Tra gli altri fallimenti di questa estate afosa, non è passato inosservato l’utilizzo di una nave cisterna della Marina Militare – in dotazione al Ministero della Difesa – per rifornire d’acqua la provincia di Agrigento e arginare il gravissimo problema della siccità. C’era voluta una cabina di regia di professoroni per stabilire la priorità dell’intervento, ma è bastata la prima rendicontazione dei costi a bloccare tutto. Con il clamoroso passo indietro che Schifani, in quel caso, delegò al capo regionale della Protezione civile, Salvo Cocina: “Il rifornimento di acqua a Licata per mezzo della nave cisterna è risultato caro rispetto al quantitativo fornito”, disse il 1° agosto scorso. “È stato possibile calcolare i costi – proseguiva il dirigente – solo dopo aver effettuato il primo trasporto. In base al tempo impiegato per le operazioni di carico e di scarico e per il tragitto di andata e ritorno, ogni viaggio costa circa 50 mila euro, per una spesa pari a 43 euro a metro cubo”. Qualche settimana dopo, a seguito di un ricalcolo, si è appreso che il rifornimento sarebbe costato alla Regione ventimila euro, comunque troppi: “Terremo in stand by questa soluzione”.

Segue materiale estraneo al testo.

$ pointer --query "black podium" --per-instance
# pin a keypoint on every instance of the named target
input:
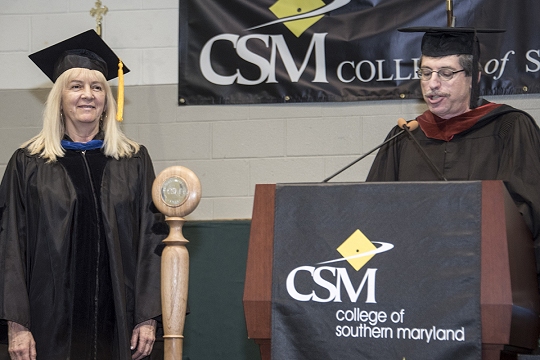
(507, 295)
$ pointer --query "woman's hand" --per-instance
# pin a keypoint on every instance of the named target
(143, 339)
(21, 342)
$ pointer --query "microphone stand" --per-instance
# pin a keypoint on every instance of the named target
(363, 156)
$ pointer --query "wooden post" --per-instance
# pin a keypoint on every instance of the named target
(176, 192)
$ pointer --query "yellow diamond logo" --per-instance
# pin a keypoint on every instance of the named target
(354, 247)
(286, 8)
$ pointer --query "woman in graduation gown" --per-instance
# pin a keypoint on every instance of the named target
(79, 235)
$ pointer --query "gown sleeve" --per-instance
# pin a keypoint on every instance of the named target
(14, 304)
(153, 230)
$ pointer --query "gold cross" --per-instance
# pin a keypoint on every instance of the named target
(98, 12)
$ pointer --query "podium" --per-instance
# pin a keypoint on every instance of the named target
(509, 299)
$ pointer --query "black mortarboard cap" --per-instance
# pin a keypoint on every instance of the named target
(86, 50)
(445, 41)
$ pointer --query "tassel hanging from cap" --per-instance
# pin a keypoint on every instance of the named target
(120, 97)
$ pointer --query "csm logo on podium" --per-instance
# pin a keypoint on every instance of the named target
(357, 250)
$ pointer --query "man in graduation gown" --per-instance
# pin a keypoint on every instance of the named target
(464, 137)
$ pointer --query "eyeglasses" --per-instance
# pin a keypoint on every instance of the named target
(444, 73)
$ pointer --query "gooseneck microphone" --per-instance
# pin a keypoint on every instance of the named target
(402, 123)
(410, 126)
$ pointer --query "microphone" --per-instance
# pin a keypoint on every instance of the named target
(412, 125)
(403, 124)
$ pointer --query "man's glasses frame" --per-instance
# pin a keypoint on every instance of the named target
(445, 74)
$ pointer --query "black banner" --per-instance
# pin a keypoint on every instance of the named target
(275, 51)
(377, 272)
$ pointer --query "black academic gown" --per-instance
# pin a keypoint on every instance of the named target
(79, 254)
(502, 145)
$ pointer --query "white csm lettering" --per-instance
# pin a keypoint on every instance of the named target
(493, 65)
(343, 277)
(291, 289)
(280, 46)
(533, 60)
(267, 67)
(398, 70)
(381, 78)
(340, 71)
(334, 290)
(205, 62)
(366, 71)
(372, 68)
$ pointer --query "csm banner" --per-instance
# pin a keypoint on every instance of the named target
(377, 272)
(275, 51)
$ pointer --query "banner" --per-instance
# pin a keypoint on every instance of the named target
(277, 51)
(377, 272)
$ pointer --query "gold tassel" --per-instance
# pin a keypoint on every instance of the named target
(120, 97)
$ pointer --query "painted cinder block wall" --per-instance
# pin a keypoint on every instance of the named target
(230, 147)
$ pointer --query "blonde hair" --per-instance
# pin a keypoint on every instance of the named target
(47, 145)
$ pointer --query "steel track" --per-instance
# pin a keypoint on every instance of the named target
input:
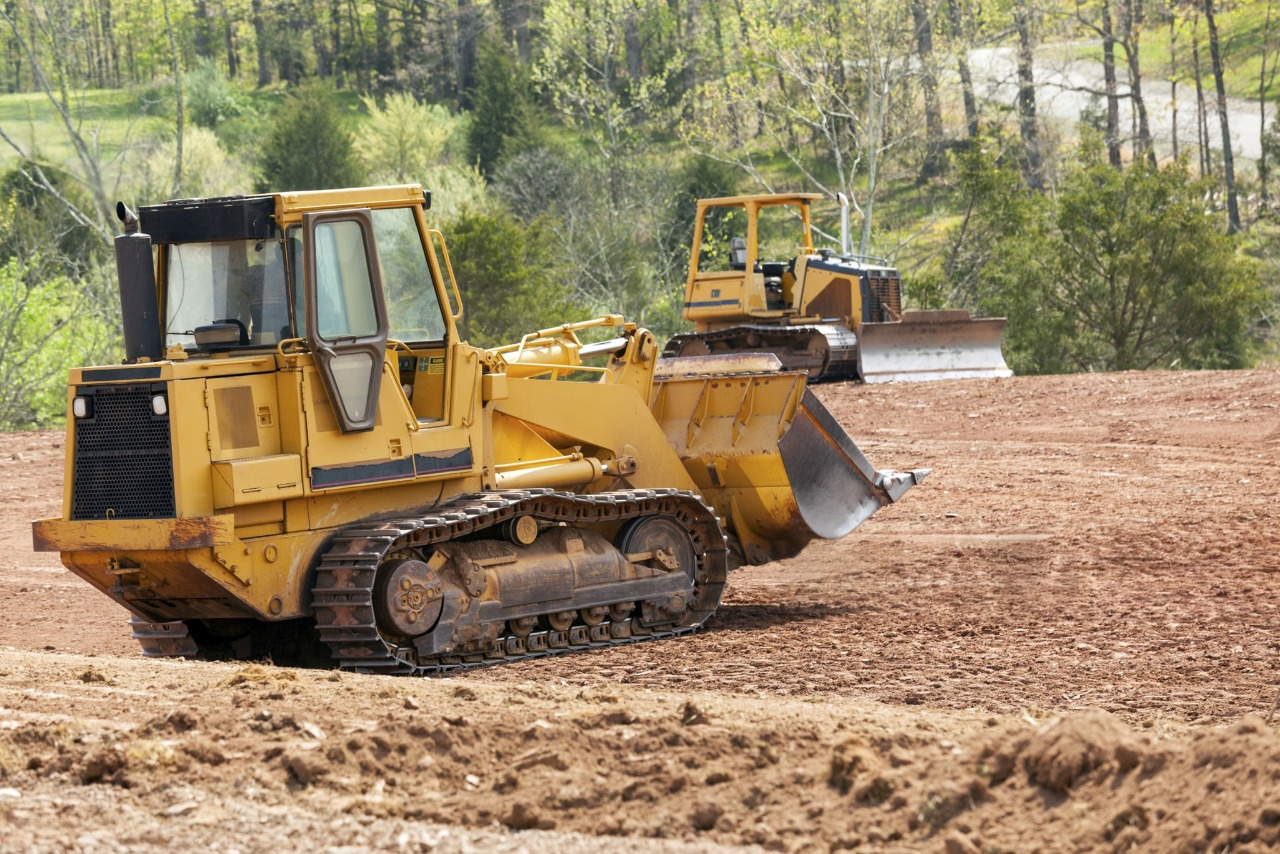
(346, 572)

Un altro buco nell’acqua, insomma, come il regalino da 300 mila euro al Trapani Calcio in fase di manovra finanziaria. La società diretta dal ricchissimo Valerio Antonini, fresca di promozione in Serie C, annovera tra i suoi collaboratori anche il figlio del governatore, Roberto, nelle vesti di general counsel. Apriti cielo. Stavolta, per evitare di addentrarsi negli aspetti più intimi della vicenda, è toccato a Stefano Pellegrino, capogruppo di Forza Italia all’Ars e avvocato di professione, difendere le scelte del governo e della maggioranza: “L’emendamento da me proposto per la concessione di un contributo alla società F.C. Trapani è al pari di tanti contributi erogati dalla Regione su decisione dell’Assemblea Regionale, finalizzati a sostenere significative realtà del territorio che svolgono attività di rilevanza sociale, economica o culturale con importanti ricadute sulle rispettive comunità. In questo caso, a sostegno di una società sportiva senza fini di lucro della mia provincia, impegnata in campionati di livello nazionale con risultati sempre più rilevanti che tanta ricaduta positiva hanno avuto su tutto il territorio trapanese”. Ma Pellegrino, in questo strenuo tentativo di difendere l’indifendibile, ha dovuto parare i colpi dei suoi concittadini marsalesi, apparsi inviperiti per una decisione così poco campanilistica e totalmente iniqua. Il calcio dà, il calcio toglie.